For those interested, Amnesty International had posted a rather long document on their recommendations for police reform in Malaysia. Isn’t it sad? We’ve had a Royal Commission to examine our police force, and outsiders making benign recommendations and still nothing seems to change. You can find a link over here:

Malaysia: Towards Human Rights-based Policing


I had a sober moment today: a troublesome cocktail of sleep-deprivation, nail-biting tension and such. We tend to complain quite a bit, don’t we? Do we have a cause for complaint, though? I’d like to think so. The question that occurred to me, however, is one I’ve had thrown in my face several times over the years: “if you think it’s so bad, what’s your suggestion”? Well, we have one example of an alternative above. What’s stopping us?

Entrenched political interests?

The safety of being fashionably jaded?

Oh, and my favourite: “you’ve not been off-country, you think things are bad here, it’s worse elsewhere!” Well, yippee, how fun. For those who’d like to employ this particular diatribe, I’d like to remind you that for a large part of the population, this country is the only country they’ll ever know, firstly.

Secondly, this amounts to contrasting deplorable conditions in other countries and then contending that our situation is comparatively better than others, concluding therefrom that we have no cause for complaint. If a problem exists in this country, comparisons do nothing to mitigate or eliminate these problems.

Unless, of course, fashionably-jaded types have pretensions to a more regional perspective while ignoring the situation at home: that’s like having your house on fire while commenting we’re better off because houses in other countries have completely burned down.

How amusing.

Also, for those interested, there’s also the Asian Human Rights Commission website with an interesting write-up on the spectre of police brutality in Malaysia, if any of you are unconvinced about what the police get up to.
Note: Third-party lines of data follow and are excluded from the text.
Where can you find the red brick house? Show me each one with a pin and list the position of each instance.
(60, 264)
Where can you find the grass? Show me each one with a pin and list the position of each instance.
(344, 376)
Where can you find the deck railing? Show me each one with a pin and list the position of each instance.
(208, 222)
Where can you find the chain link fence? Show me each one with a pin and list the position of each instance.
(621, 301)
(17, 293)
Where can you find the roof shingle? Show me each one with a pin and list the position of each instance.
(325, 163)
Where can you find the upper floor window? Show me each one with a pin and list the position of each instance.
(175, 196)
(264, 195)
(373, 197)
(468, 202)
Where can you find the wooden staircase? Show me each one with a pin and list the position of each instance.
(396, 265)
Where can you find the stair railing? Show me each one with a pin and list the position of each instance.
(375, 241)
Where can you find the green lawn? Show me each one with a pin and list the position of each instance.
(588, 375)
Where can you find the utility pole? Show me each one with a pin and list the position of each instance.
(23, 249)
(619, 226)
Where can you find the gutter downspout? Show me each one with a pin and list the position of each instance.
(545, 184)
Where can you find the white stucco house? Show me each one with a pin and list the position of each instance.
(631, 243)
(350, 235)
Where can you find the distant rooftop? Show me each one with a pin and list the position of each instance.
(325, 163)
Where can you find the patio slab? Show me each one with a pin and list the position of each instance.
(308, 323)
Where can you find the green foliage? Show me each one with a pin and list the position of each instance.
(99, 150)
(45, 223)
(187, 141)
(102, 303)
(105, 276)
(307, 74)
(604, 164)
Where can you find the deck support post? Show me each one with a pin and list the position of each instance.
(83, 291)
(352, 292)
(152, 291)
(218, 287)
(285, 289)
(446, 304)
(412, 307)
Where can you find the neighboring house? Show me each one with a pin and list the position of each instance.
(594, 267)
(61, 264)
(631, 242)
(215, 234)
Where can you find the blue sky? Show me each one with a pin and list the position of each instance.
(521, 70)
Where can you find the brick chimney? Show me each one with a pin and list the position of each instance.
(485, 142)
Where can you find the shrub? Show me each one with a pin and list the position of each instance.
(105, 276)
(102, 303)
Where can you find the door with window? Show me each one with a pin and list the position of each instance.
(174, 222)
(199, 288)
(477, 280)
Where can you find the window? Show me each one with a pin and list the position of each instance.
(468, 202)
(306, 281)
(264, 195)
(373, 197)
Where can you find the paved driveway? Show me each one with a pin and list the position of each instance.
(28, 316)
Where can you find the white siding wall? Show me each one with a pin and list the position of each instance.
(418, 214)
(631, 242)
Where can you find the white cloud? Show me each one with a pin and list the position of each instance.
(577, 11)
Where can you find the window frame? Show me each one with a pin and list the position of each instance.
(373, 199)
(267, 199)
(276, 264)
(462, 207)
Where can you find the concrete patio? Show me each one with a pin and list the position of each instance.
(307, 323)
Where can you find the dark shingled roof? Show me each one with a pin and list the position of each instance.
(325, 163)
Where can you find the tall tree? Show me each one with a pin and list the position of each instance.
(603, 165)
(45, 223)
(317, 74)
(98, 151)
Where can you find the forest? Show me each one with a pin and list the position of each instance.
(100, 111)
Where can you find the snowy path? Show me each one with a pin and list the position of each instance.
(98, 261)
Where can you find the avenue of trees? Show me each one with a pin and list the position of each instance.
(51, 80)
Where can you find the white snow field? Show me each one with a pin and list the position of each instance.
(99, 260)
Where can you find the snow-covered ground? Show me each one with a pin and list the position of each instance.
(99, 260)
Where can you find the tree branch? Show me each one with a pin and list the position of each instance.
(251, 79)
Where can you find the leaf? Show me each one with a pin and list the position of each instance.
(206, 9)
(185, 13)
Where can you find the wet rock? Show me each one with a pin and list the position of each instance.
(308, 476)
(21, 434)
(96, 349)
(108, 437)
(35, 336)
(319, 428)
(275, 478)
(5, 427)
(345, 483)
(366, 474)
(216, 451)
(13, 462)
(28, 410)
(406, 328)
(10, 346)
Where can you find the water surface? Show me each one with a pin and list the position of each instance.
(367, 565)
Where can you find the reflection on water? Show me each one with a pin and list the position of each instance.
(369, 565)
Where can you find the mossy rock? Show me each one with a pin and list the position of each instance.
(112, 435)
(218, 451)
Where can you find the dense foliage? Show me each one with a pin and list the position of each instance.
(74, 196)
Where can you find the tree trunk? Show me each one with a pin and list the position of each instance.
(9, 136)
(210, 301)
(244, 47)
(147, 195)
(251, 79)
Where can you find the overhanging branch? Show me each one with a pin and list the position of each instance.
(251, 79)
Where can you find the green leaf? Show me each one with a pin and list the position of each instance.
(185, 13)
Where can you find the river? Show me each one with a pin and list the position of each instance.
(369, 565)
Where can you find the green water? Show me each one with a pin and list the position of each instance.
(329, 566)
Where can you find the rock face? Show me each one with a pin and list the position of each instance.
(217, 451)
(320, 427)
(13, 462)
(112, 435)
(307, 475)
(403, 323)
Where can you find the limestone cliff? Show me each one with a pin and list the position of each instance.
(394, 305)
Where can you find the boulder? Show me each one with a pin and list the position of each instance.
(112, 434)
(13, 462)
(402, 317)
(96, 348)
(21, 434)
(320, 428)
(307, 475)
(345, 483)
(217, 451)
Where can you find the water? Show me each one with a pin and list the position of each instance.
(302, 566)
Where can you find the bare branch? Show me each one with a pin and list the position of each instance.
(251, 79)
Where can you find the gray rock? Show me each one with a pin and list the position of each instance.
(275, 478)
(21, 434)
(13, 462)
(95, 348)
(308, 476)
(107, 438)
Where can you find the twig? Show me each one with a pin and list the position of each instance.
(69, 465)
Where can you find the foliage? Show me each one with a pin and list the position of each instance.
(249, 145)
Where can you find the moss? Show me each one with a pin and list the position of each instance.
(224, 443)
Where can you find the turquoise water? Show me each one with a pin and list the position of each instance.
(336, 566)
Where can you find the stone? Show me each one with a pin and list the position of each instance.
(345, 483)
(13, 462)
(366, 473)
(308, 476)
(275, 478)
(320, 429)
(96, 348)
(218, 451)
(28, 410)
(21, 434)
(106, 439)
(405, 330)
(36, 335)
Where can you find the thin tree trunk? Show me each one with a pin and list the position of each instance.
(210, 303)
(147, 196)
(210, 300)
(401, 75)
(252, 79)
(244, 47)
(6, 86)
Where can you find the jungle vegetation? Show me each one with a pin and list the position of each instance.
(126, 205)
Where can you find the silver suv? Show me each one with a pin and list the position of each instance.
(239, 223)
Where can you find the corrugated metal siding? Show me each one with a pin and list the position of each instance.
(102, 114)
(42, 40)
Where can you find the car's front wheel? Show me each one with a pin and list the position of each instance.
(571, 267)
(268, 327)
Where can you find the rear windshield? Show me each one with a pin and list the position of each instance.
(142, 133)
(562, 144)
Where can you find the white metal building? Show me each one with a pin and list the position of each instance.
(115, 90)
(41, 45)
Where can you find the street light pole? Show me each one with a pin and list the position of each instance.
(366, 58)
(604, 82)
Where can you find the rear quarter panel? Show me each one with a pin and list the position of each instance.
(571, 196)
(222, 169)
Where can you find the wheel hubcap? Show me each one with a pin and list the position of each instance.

The link’s over here:

Police Brutality, Shootings and Deaths in Custody

You might be interested in this, too:

UN Code of Conduct for Law Enforcement Officials

MENJ has a post over here, in which he describes how his cousin-in-law sort-of defends “ear squats” as part of standard police procedure. He may be right: perhaps there’s a manual somewhere describing the precise motions and “angles of attack” of the knees for one to fully benefit from of ear-grabbing, squat-like calisthenics.

But don’t just take MENJ’s cousin-in-law’s word for it, ya? NST carries a newsbreak here where Deputy Internal Security Minister Noh Omar defended these procedures as “standard” and consonant with lock-up rules and standing orders:

“I dare say everything was done following the rules,” he said in response to the public outcry over a video-clip which shows a Chinese woman made to perform squats in the nude in a police lock-up.

“There are lock-up rules and Standing Orders and I will answer this in detail in Parliament tomorrow. I will quote under what section and what rules this is allowed,” he said in the lobby of Parliament House.

Help me out here, I’m losing my ability to catch ironies in situations nowadays, but it’s so heart-warming for us citizens to have the Deputy Internal Security minister say all of the above, isn’t it?

This is what’s extremely disturbing: for all you know, the ‘procedures’ might follow established rules and all that jazz, they might be part of “standard police procedure”, yes? That makes the abuse and humiliation something sanctioned by said “rules”.

So how’s that for institutionalized brutality and abuse, eh?